Saturday, January 20, 2018

“Some of us want to be shamed,” the NBC personality said Thursday on “Megyn Kelly Today.” 

Dear Megyn,

I have been following with some interest the reaction to your comment about the benefits of fat-shaming and your subsequent clarification (“It works for some people.”)

I will not be joining the bandwagon to crucify you for this remark, though I must admit as a mother and grandmother, all I could picture were my beautiful daughters and their granddaughters.  One of them is entering adolescence, by the way, and by all accounts, she is one beautiful girl from the inside out. She is a gifted thinker and athlete, but what impresses me most about her is her kindness and compassion towards others and the world.  

Sadly enough, she is already worried that she is “too fat”.  So you can imagine my visceral reaction to your comment.

But now, to be honest, I am just feeling sorry for you.  I feel sorry that your culture sent you the message that your worth was tied to a number on the scale.  I feel sorry that when you made that request of your step-father, he did not pull you over and give you a hug and a heart to heart talk about how important it was to not place your value in your looks.  I feel sorry that you are now the recipient of cruelty on social media, which, as you know, is just another form of shaming.

Megyn, I used to think like you because I am a product of the same culture. I was young and thin and obsessed with “looking good” as defined by my culture.  And I held in disdain those who fell short of the mark I tried so hard to achieve.  Though I never said anything out loud to anyone, I knew the thoughts I harbored in my heart.

But I would like to share with you a pivotal experience I had on a commuter bus in downtown Seattle that forever changed me.  From my vantage point about one half way down the row of seats, I saw a woman who could barely fit down the aisle gently coaxing a young girl of about three in front of her.
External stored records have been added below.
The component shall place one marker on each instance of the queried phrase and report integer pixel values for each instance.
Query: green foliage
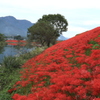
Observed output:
(18, 37)
(57, 20)
(43, 33)
(7, 80)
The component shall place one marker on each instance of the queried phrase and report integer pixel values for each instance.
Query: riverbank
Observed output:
(8, 77)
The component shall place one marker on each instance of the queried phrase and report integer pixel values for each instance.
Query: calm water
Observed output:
(13, 51)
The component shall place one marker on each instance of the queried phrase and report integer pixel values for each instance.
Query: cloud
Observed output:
(92, 22)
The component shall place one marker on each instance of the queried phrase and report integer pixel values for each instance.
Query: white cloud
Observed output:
(92, 22)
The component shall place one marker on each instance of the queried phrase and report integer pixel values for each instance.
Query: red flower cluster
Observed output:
(69, 70)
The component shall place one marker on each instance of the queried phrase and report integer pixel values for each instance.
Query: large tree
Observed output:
(57, 20)
(43, 32)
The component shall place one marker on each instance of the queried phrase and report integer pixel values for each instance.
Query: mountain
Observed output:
(11, 26)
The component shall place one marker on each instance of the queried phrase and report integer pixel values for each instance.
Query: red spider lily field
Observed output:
(69, 70)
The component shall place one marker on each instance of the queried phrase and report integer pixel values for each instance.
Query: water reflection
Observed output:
(10, 50)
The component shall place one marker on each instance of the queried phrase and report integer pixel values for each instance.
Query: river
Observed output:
(10, 50)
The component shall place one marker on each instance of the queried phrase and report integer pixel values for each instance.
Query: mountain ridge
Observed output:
(10, 26)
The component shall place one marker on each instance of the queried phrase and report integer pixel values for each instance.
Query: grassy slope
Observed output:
(66, 71)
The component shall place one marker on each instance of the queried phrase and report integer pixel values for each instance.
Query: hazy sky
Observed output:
(82, 15)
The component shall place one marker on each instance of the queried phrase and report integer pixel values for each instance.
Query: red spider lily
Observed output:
(69, 70)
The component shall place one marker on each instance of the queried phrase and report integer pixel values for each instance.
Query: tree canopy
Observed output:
(43, 32)
(48, 29)
(58, 21)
They took a seat behind me, and while they passed by, my head filled with critical thoughts about her appearance and the effect “her lifestyle choices” would have on her young daughter.


As we approached my stop, I moved to the side-facing seats in the front, and from that vantage point, I had a clear view of this woman.  The young girl who had boarded with her was now fast asleep on her chest.  For some reason my vision shifted.  I saw this young girl enveloped between her mother’s breasts.  I could almost touch the warmth that emanated from the mother’s face as she stroked her daughter’s hair and smiled down on her. 

In that frozen moment, I saw what my critical self had missed in judging this mom by her appearance: she was a harbor of love for that young girl.  She was warmth and safety, and she had a peace and a calm about her that invited affection.  Somehow, I could not imagine that her little girl ever noticed anything about her mom except her capacity to love.  

And now, because of her,  it is that quality I seek to notice and celebrate in others.

Megyn, I want you to always remember this: our size never defines us as women.  And our individual stories can never be reduced to a cultural stereotype.  Let us celebrate our competence and our courageousness and not qualify it through a number.  Let us encourage and support each others’ gifts and not let them by hampered by external expectations.  But more than anything, let us stand together against the real enemy – any words or actions that seek to diminish us in any way because of artificial notions of what it means to be acceptable as a woman. 

We are beautiful,we are worthy of respect,  and we are  enough - no matter what our size.